How to securevirtualised
IT environmentsis likely to haunt IT users
and security experts in 2008.
This was the view of Joe Telafici, vice-president of operations
at the
McAfee
Avert Laboratory, speaking exclusively to Computer Weekly. The
laboratory has global responsibility for developing products that
detect and neutralise malware and net-based attacks for McAfee.
Telafici said that he expected to see new products brought out
specifically for virtualised environments, and said that users
still have a lot to learn about how to configure them securely. "We
are still developing best practices," he said.
Telafici said that as information security improves, attackers'
attention shifts to more vulnerable targets.
"After a pretty level playing field for some years, in 2007 we
saw a big increase in social engineering to facilitate attacks,
more precisely targeted attacks and more secretive attacks, as well
as a change in motive from fame to fortune," he said.
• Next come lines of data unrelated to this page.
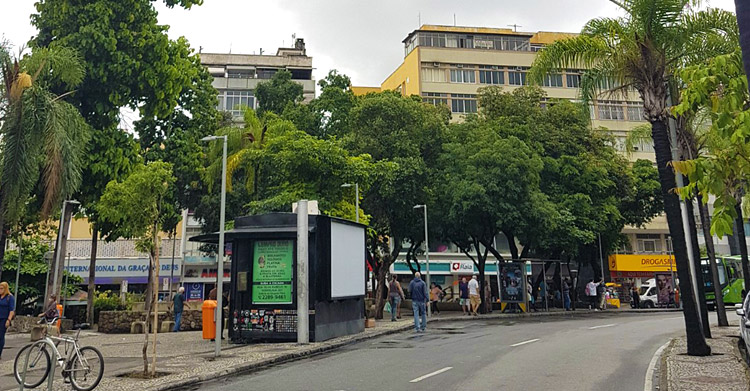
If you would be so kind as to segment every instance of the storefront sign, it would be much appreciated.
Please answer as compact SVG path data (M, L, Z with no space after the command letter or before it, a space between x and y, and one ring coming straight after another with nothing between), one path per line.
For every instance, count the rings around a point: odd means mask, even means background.
M656 273L656 300L659 304L668 305L674 302L672 291L672 275L669 273Z
M474 262L472 262L472 261L453 261L453 262L451 262L451 273L474 274Z
M668 272L677 270L674 257L667 254L613 254L609 256L610 272Z
M185 285L185 297L188 301L203 300L203 283L194 282Z
M256 241L253 246L253 304L292 304L291 240Z
M180 279L181 262L174 263L173 281ZM159 268L160 277L170 276L171 262L162 262ZM96 284L120 284L122 280L128 280L131 284L145 284L148 282L148 258L126 258L126 259L97 259L96 260ZM89 279L89 260L71 259L66 261L65 270L73 275L83 278L84 283Z
M509 262L500 264L500 301L504 303L526 302L526 278L524 263Z

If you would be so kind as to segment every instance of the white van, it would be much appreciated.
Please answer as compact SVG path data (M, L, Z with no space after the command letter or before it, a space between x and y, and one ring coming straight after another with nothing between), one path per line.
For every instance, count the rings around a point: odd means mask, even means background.
M679 280L675 280L675 287ZM641 285L638 291L641 297L641 308L655 308L659 304L657 297L656 279L649 278L645 284Z

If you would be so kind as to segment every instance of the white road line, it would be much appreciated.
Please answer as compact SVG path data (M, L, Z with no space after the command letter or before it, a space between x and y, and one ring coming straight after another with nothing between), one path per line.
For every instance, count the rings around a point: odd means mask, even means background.
M672 340L669 340L664 345L661 345L659 350L657 350L656 353L654 353L654 356L651 357L651 362L648 363L648 369L646 370L646 379L643 382L643 391L654 390L654 371L656 371L656 364L661 359L661 355L664 353L664 349L666 349L671 342Z
M427 379L428 377L432 377L432 376L435 376L435 375L439 375L439 374L441 374L441 373L443 373L443 372L446 372L446 371L450 371L451 369L453 369L453 367L445 367L445 368L443 368L443 369L438 369L438 370L437 370L437 371L435 371L435 372L431 372L431 373L428 373L428 374L426 374L426 375L424 375L424 376L420 376L420 377L418 377L418 378L416 378L416 379L414 379L414 380L410 381L409 383L418 383L418 382L421 382L421 381L422 381L422 380L424 380L424 379Z
M612 326L617 326L617 325L614 324L614 323L612 323L612 324L603 324L601 326L589 327L589 330L603 329L605 327L612 327Z
M515 344L513 344L513 345L510 345L510 346L516 347L516 346L526 345L527 343L532 343L532 342L536 342L536 341L538 341L538 340L539 340L539 338L536 338L536 339L530 339L530 340L528 340L528 341L523 341L523 342L515 343Z

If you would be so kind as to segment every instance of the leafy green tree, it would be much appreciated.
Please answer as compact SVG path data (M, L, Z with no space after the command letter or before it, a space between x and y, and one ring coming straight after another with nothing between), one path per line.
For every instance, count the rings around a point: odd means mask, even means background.
M545 74L578 66L587 69L581 91L593 100L599 86L614 82L620 91L634 88L644 102L651 124L654 151L667 214L680 292L685 303L688 354L704 356L711 352L698 318L696 298L691 294L687 244L681 224L680 206L667 130L668 85L675 69L692 62L734 50L728 36L737 35L736 18L729 12L709 9L692 11L695 0L612 1L625 17L589 21L581 35L554 42L539 53L530 78L541 82ZM736 39L734 40L736 42Z
M351 84L348 76L331 70L318 82L318 97L309 104L287 106L283 117L315 137L341 138L349 133L349 115L357 104Z
M159 294L159 233L164 226L162 202L174 182L172 165L150 162L138 165L123 181L112 181L97 204L99 218L113 226L122 237L136 240L136 250L149 255L148 290L146 293L146 324L153 309L154 331L151 376L156 373L156 331L158 329L156 306ZM149 372L148 328L144 330L143 373Z
M351 129L343 138L347 149L369 154L376 164L372 185L362 193L362 206L375 229L368 236L368 248L379 287L376 318L383 316L386 274L404 243L409 243L407 253L414 255L424 241L422 216L414 205L431 203L430 178L449 118L444 108L393 92L363 97L350 113Z
M38 188L41 217L81 183L89 126L67 102L84 77L78 54L37 48L21 59L0 45L0 273L5 227L18 222ZM50 91L60 84L65 95Z
M302 102L302 85L292 80L292 72L281 69L273 74L271 80L258 83L255 97L258 98L258 112L266 111L281 115L287 105Z

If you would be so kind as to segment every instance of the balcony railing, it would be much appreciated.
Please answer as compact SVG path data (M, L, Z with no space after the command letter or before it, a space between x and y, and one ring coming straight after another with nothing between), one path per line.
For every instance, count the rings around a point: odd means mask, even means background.
M182 255L180 254L180 240L181 239L162 239L159 248L159 257L162 259L172 258L172 246L174 244L175 258L182 258ZM96 258L147 258L147 253L142 253L135 249L135 242L135 240L126 239L116 240L114 242L100 240L96 246ZM48 244L50 248L55 247L54 241ZM8 249L15 250L15 247L15 245L10 244ZM70 254L71 259L89 259L91 256L91 240L69 239L67 252Z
Telafici said Microsoft had done a lot to
improve
the security of its products, but attackers are adapting their
targets and methods to maintain their risk-reward ratio. Attackers
were turning away from usual targets such as
PayPal and
eBay to smaller, less sophisticated targets that were easier to
subvert.
"The criminals are driven by the risk-reward ratio," he said,
"so these changes actually reflect the success of the industry in
producing more effective products plus users' greater awareness of
what not to do."
Commenting on the
Safecode Forum initiative to produce more secure software,
Telafici endorsed its aims, but added there was a long way to go,
especially given the number of legacy systems. "If you make one
piece of software more secure, the criminals will still switch
their attention to less secure systems," he said.
Telafici was sceptical of suggestions that software houses
should be legally liable for damages from insecure code. "Where do
you draw the line?" he said. "I do not think it is possible to
write perfectly secure code. Besides, Microsoft was popular because
its code was so open. If they close it down, attackers will find a
more popular but probably weaker target."
He was concerned that liability could threaten innovation. "The
first to market usually reaps the biggest rewards, so they try to
make the product easy to use, and this usually makes it more open
to attack," he said. "It is the two sides of the same coin."
However, Telafici said the open source movement, which depends
on its user community to find and patch vulnerabilities, had some
merit as a model for developing secure code.
Looking ahead, he said the effects of the entry of Google and
Microsoft into software security are likely to change the dynamics
of the market in 2008. He anticipated more mergers and acquisitions
among security product suppliers, both to consolidate the market
and to fill gaps in product lines.
"We also expect virtualisation to be the big focus area, and it
is not clear that users or the security sector understands or has
developed best practices yet that address all the issues," he
said.
As Microsoft's Vista
operating system became more widely used, firms were likely to find
many of their existing applications unable to run in native mode.
This meant they would have to be redeveloped for Vista or an
alternative found. Either way, security was likely to be uppermost
in both users' and developers' minds.